Foi saber que as pessoas que hoje chamamos de LGBT+ foram cruelmente perseguidas pela Inquisição durante o período colonial no Brasil. Muitas delas foram presas, torturadas, degredadas por sua orientação sexual e identidade de gênero. Fiquei curioso em saber mais sobre esses homens e mulheres cujas vidas foram destruídas pela intolerância religiosa durante a nossa colonização. Quem eram? O que faziam? A quem amavam? O que deixaram para nós? O livro partiu dessas perguntas.

Como foram realizadas as pesquisas para o livro?
Tomei conhecimento do personagem principal, Luiz Delgado, um violeiro português degredado para o Brasil pelo crime de sodomia, por intermédio dos artigos do professor Luíz Mott sobre o período. Colhi elementos de sua vida nos depoimentos das testemunhas nos processos da inquisição contra ele. Também pesquisei mapas e livros sobre a história da vida cotidiana na Bahia seiscentista e relatos de viajantes estrangeiros às colônias portuguesas. Os personagens centrais – Delgado, Florência, Doroteu, Miguel – todos existiram de fato. A invenção ficou para suas peripécias, sentimentos e motivações e para alguns personagens secundários, totalmente ficcionais.

Como encontrou o tom da linguagem utilizada? Quais escritos utilizou como referência até encontrar esse tom?
O tom da linguagem é uma espécie de brincadeira. Procurei imitar o português falado no século 17, mas com a preocupação de mantê-lo compreensível para o leitor atual. As referências iniciais foram documentos e depoimentos de época, transcritos nas pesquisas do Luiz Mott, mas, também, um pouco de termos e construções do sertão nordestino, elementos de linguagem diplomática, de linguagem jurídica, espanholismos, palavras inventadas, tudo isso como “colagem” para transmitir um tom falsamente arcaico, mas acessível.

Em uma das passagens, o narrador se refere à “contaminação sodomítica” e à “ira divina” destinada aos personagens do mesmo sexo que mantêm relações. Como a homossexualidade era vista na época em que se passa o livro? O que mudou e o que permanece?
O sistema jurídico da época era baseado em dogmas religiosos, e os atos homossexuais eram considerados pecados e sancionados como crimes.
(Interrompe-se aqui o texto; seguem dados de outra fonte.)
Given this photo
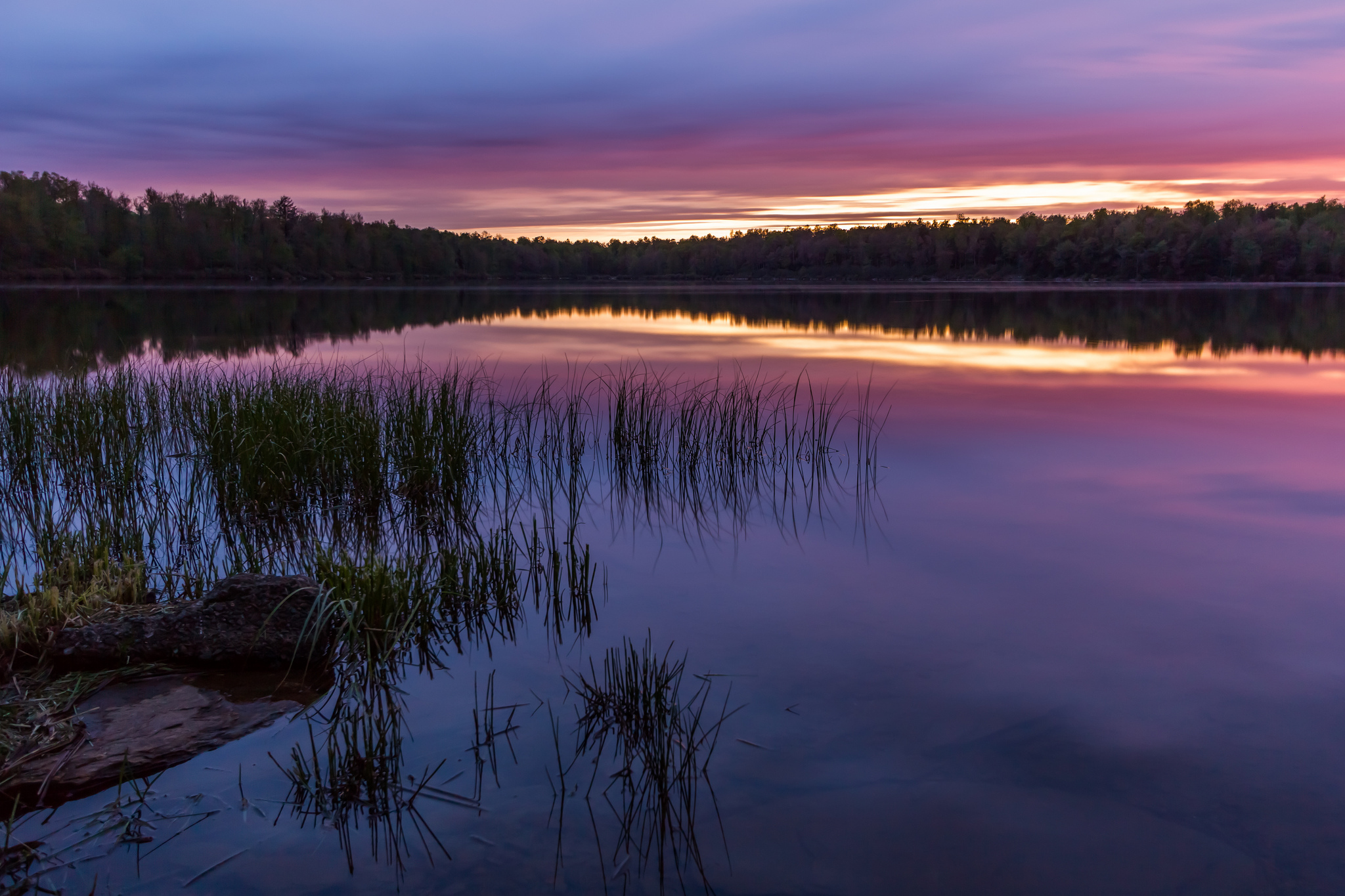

As penas iam de prisão, tortura e degredo à morte na fogueira. Em que pesem os avanços na proteção das minorias sexuais no Brasil nos últimos anos, fiquei chocado com a semelhança entre a linguagem dos inquisidores portugueses no século 17, que queimavam homossexuais na fogueira, e os argumentos utilizados por parlamentares brasileiros hoje para tentar restringir no Congresso Nacional os direitos da comunidade LGBT+.

Como a história de um personagem do século 17 pode ecoar nos dias de hoje?
A perseguição que Delgado e outros LGBT+ sofreram no Brasil colonial continua realidade em vários países do mundo. Hoje, 65 países criminalizam atos homossexuais. Em 12 deles há pena de morte para o crime de sodomia. Apesar do entendimento na cultura ocidental de que os LGBT+ são parte da diversidade humana e devem ser protegidos, o estigma contra as minorias sexuais continua em muitas partes do mundo. Por outro lado, a força e a indestrutibilidade do desejo também seguem tão potentes hoje quanto no tempo de Luiz Delgado. A grande diferença é que hoje sabemos que um mundo melhor para os LGBT+ é possível.